BICKLEY, Chief Justice.

It is asserted in the motion for rehearing that the holding of the Wisconsin Supreme Court, In re Cole’s Estate, cited in our opinion as a supporting authority, was rejected in the case of Dickey v. Volker, 321 Mo. 235, 11 S.W.2d 278, 62 A.L.R. 858. Even if counsel’s appraisal is correct, which we doubt, we are not moved by it. Furthermore, the Missouri Supreme Court eight years later had this to say in State v. Sevier, 1936, 339 Mo. 483, 98 S.W.2d 677, 678:

“The State Purchasing Agent owed a duty to the public to honestly and fairly exercise his discretion to award the contract in question to the lowest and best bidder. If he failed to lawfully perform that duty, his action in the matter could be reached and controlled by mandamus. Private citizens as well as taxpayers or proper public officials may maintain mandamus to enforce the performance of a public duty.
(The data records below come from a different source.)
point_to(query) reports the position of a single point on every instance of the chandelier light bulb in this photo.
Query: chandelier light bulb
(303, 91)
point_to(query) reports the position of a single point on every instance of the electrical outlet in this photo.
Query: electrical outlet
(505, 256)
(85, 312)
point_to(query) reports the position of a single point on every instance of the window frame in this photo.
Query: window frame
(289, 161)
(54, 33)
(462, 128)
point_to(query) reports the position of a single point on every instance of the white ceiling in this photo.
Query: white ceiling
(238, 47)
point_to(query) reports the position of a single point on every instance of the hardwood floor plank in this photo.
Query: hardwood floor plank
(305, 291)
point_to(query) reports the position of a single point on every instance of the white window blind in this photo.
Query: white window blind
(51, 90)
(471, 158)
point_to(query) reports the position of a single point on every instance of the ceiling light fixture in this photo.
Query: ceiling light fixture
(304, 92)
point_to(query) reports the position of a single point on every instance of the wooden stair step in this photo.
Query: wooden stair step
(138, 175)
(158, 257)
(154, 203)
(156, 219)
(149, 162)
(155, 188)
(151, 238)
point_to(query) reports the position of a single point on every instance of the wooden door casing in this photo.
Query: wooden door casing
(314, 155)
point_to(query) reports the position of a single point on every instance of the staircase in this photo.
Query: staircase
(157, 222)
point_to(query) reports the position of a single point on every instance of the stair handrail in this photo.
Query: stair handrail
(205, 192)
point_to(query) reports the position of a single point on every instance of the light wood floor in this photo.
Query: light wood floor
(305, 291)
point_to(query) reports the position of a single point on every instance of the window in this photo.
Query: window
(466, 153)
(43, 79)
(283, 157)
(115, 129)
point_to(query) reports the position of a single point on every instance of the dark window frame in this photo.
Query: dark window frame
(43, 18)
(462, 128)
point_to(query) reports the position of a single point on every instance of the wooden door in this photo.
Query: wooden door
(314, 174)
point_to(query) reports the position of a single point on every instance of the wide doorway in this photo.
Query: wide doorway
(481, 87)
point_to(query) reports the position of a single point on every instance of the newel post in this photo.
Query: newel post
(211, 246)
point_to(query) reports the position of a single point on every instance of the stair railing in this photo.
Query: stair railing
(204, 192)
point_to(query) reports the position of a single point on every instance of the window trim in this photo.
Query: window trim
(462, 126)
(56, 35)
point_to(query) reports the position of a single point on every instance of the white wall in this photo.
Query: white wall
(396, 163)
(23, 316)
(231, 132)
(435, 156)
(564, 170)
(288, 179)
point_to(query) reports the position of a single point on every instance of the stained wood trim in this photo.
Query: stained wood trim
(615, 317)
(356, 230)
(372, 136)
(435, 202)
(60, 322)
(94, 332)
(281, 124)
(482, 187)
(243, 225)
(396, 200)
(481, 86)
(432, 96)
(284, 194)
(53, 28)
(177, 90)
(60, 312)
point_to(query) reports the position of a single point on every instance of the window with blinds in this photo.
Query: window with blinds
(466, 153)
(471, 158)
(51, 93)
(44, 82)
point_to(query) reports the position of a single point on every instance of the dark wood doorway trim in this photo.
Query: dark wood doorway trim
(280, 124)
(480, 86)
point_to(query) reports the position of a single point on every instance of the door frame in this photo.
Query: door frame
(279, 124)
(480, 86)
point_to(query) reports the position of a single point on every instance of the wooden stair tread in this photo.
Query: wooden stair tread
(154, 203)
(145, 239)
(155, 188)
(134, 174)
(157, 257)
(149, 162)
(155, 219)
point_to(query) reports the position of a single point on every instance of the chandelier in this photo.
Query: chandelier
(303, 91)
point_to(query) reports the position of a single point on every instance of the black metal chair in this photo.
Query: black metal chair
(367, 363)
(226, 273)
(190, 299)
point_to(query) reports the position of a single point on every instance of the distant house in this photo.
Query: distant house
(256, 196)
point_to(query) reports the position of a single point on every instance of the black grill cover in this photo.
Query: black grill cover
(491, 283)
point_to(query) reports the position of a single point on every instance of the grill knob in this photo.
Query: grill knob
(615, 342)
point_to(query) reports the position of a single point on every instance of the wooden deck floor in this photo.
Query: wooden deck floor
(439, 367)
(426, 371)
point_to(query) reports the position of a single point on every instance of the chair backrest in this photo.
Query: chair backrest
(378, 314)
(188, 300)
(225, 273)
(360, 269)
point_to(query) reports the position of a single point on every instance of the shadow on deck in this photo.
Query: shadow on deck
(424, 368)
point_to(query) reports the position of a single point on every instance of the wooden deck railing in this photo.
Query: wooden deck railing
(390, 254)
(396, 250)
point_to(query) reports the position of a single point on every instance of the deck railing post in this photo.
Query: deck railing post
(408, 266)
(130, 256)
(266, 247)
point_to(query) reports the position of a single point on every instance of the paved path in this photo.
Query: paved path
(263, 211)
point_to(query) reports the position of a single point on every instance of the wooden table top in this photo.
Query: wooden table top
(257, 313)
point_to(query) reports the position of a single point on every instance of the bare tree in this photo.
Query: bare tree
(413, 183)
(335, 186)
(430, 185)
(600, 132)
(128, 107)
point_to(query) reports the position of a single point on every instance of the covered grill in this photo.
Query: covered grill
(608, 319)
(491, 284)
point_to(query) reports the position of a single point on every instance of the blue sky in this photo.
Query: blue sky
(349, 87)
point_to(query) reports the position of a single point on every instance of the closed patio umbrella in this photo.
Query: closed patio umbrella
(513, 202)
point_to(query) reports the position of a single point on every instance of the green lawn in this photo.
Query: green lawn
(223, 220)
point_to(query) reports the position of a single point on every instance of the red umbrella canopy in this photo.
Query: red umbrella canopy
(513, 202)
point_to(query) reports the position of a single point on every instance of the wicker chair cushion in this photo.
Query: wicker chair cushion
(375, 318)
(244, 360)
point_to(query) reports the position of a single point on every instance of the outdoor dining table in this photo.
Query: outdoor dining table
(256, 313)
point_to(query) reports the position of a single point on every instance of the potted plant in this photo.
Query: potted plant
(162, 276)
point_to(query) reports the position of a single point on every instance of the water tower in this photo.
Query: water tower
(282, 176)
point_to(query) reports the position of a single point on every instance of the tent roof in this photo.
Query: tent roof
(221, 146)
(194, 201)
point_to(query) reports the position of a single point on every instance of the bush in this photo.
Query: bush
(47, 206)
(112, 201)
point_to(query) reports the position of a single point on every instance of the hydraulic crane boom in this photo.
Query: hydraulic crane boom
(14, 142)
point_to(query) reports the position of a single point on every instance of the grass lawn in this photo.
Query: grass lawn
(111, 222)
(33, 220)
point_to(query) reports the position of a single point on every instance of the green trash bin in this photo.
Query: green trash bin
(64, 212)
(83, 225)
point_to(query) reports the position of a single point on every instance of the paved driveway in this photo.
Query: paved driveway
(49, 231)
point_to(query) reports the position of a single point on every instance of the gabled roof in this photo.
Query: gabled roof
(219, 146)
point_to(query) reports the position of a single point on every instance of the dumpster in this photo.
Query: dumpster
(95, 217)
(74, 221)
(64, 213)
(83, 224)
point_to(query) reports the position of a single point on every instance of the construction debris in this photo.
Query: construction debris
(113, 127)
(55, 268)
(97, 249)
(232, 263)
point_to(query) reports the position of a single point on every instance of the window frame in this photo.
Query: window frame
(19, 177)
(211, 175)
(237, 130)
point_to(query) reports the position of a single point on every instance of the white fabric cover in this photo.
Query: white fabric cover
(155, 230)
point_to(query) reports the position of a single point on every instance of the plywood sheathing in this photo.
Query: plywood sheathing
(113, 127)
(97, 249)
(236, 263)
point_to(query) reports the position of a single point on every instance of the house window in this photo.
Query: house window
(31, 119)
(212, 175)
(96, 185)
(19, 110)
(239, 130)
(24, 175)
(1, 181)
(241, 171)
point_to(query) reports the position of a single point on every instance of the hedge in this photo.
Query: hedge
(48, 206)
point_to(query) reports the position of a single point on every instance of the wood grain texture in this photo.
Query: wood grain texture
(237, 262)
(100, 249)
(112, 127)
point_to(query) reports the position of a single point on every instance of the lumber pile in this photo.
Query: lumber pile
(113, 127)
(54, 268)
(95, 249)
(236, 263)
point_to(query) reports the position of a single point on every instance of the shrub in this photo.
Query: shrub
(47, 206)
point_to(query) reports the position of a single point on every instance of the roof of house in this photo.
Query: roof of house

The rule of law governing such suits when brought by private citizens is well stated in State ex rel. Black & Gilmore v. Wilson, 158 Mo.App. 105, 120, 121, 139 S.W. 705, 709, as follows:
“ ‘Where a public duty is sought to be enforced in which the public generally is interested by private citizens on behalf of the public as well as on their own, they may move for a writ of mandamus, and are not required to plead or prove any special or particular interest in the result of the performance of the general public duty because the people are regarded as the real, moving party.’ ”

See also Ward v. City of Roswell, 34 N.M. 326, 281 P. 28, where we said: “The right of a taxpayer to sue to enjoin threatened devastavit of municipal funds or property is well established in this state. Asplund v. Hannett, 31 N.M. 641, 249 P. 1074, 58 A.L.R. 573. Such right would disappear if it must yield to objections such as one and two. It is argued by appellants that, if the action taken by the council is void, it leaves city officials still liable for water used, leaves the city free to enforce the liability, and leaves appellee free to compel such enforcement by mandamus. Taxpayers’ suits are exceptional. The remedy suggested does not preclude injunction. Nor need the taxpayers, in such suits, show greater or more irreparable injury than the public loss in which he shares.1’’ (Emphasis supplied.)

The motion for rehearing is denied.

BRICE, ZINN, SADLER, and MABRY, JJ., concur.